Pedras trazidas pelo bruxo apresentavam pinturas que representavam um deus vermelho cujos chifres se transformavam em cobras, e algumas serpentes de fato se manifestaram ao redor do trio a
partir do sangue. Tambores tocavam sozinhos, ou sob mãos e instrumentos de seres invisíveis. Ratos passavam e cães fantasmas latiam. Plantas trepadeiras tomavam conta das paredes e flores rubras desabrochavam.
Um sapo saiu da água fervente do caldeirão para pular no chão, respeitando os limites do círculo, do qual não se retirava, senhor de dois elementos, porém não do mundo.

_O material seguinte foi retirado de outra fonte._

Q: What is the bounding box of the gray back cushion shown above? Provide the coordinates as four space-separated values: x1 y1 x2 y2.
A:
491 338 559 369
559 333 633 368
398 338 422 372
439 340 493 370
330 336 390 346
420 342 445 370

Lobas haviam aparecido às dezenas. Uivavam fora da sede e a população comum que vagava pela noite começava a se assustar com a invasão. No entanto, estavam
atentas a um trabalho mais profundo do que atacar transeuntes. Suas gargantas se afunilavam em direção à Lua.
Mesmo um urso e um leão apareceram na praça central; e espectros de morcegos e escorpiões se reuniram em volta da poção que as bruxas preparavam. O caldeirão
soprou uma fumaça negra.
– Rendemos graças a Hécate e Cernunnos, que nos tornarão invulneráveis à magia das trevas! – Friga invocou as potências para o seu trabalho.
– Primeiro, um sarcófago impenetrável para os demônios. – Jogou pedaços de casca de cipreste.
Na sequência, deu a Cibele e Belanus avelãs torradas, que comeram, e atiraram as cascas na água que fervia. Folhas e cascas de choupo, cedro, teixo e salgueiro foram outros
dos ingredientes utilizados.
– Nem que tenhamos que parecer mortas, permaneceremos vivas – recitou Cibele.
– Mesmo que sejamos forçadas a desaparecer do mundo, não desapareceremos para nós mesmas. – Menta, cardamomo, alguns dentes de alho, espinhos e sementes de
mirra, flores de lavanda, folhas de tomilho e óleo de artemísia foram acrescentados à receita. Comeram amêndoas; por fim, jogaram ali pequenos frutos de beladona.
Beberam cada qual uma xícara do preparado e suas pupilas se dilataram, expandida não só a visão física como a espiritual. O fio das restrições
e da separação entre os planos fora estendido e cortado. A garganta de Friga ficou seca e Cibele tentava controlar sua taquicardia, acariciando o peito. O bruxo visualizou o deus cornífero diante de seus
olhos, sentado de pernas cruzadas, cercado por espíritos de animais. Não resistiu e se ajoelhou diante da presença imponente, cujo rosto lembrava o de um touro.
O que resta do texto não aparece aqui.